The source code of SGPO might well be lost... However we still have an old version of it that is not compatible but is working the same way.
I found the necessary tool to handel PNG in C(++). So I might well also find the time to make a similar program for PNG file.
I found a similar program in the name of Gifshuffle. Gifshuffle also offer build in encryption and compression. I guess if it can be disabled then maybe it will be "compatible" with SGPO. If it is not then maybe the new version of SGPO will be.
Because there is absolutely no secret within the method we use, anybody can retrieve the message if he have the program/knowledge.
It is possible to retrieve something from a graphic file where nothing have been hidden. Of course, this thing won't be anything intelligent. It's up to the person extracting the message to figure out if this is a message or just some trash.
If you have something to hide and want to protect your message, then you better have to send an encrypted hidden message and make sure your encryption program put as few structure as possible into the encrypted message so that it will be difficult to recognize that this is an encrypted message.
If you want to compress your message, make sure this is the first operation you do, then only encrypt and finally hide the result into a graphic file. Because encryption introduce confusion within your data, it will be very hard to compress after.
As a matter of fact, a steganographic technique should also provide a build in encryption algorithm so that the knowledge of the technique is not the only secret (as for security by obscurity).
The method we have implemented can provide this build in encryption with almost no extra cost (in space not in cpu time). The encryption is to my knowledge very strong if the length of the key is as long as the length of the message. It should be equivalent to use an XOR between your message and the key before trying to hide the message.
The encryption is not yet implemented...
You can safely skip a few paragraph if you only want to just use the program.
For graphic file that use a palette, this palette is a table of color. Then, every pixel is represented as an index to this table. The trick is to change the order of the color into the palette and also change every reference to the new index after permutation.
So we will encode our hidden message into a permutation. With a palette of 256 color, we have factorial of 256 possible permutation. As we will translate a message into a permutation, we will be able to hide as much as factorial of 256 possible different message. All of those message will have an associated permutation. We will be able to also make the reverse mapping, from the permutation to the message.
As we need to be able identify the permutation that have been used, we need a reference order for the color into the palette. So before you apply a permutation, you need to "sort" the palette into a reference representation. From there, you can apply the permutation to the new sorted palette. Your message have now been hidden.

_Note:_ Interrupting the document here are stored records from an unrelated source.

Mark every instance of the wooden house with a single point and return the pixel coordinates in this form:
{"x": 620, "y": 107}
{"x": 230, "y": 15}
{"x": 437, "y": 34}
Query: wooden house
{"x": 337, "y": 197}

On the other side, to get back the message, we will have to sort the palette and figure out the permutation to get from the sorted palette to the palette we received. Some kind of reverse permutation. The using the reverse mapping we can find back the message that was hidden and it will be clear text for us.
A few question still need to be answered to fully understand how it actually work within our implementation. You need to know how we get from a message to a permutation and then back to the message again. We will explain more in detail the process and algorithm to implement this technique.
Most of the time, our message is only made of stream of byte, then we will put them in the Most Significant Bit First order and the byte/character 'A', which have position 65 into ASCII character set and 65 have the binary representation '01000001', will be encoded 101000001 (so 321 which is 65 + 256). As a matter of fact, the empty message will be encoded as 1. Because there is no message associate with the value 0, we will always remove one to the encoding of the message. So now the empty message will be a value of 0 and 'A' will be a value of 320.
So on a practical point of view we start with one into an accumulator and for every byte/character from the message, we add the value of that byte to the accumulator multiply by 256 (except for the last byte). At the end we remove one from the big value we get. To decode the message we first add one to the value. Then we just have to compute the remain from dividing by 256, which is the last character. Then divide again (and keep the remain) for the previous one, and again until we get one or zero. If we get to one then this is a message with a size multiple of 8. Otherwise, the last byte we get is to be decoded into a certain number of bit from one to seven to be further analyze. No big deal, we will work with stream of byte even if this could be a weakness (as we don't use all possible permutation).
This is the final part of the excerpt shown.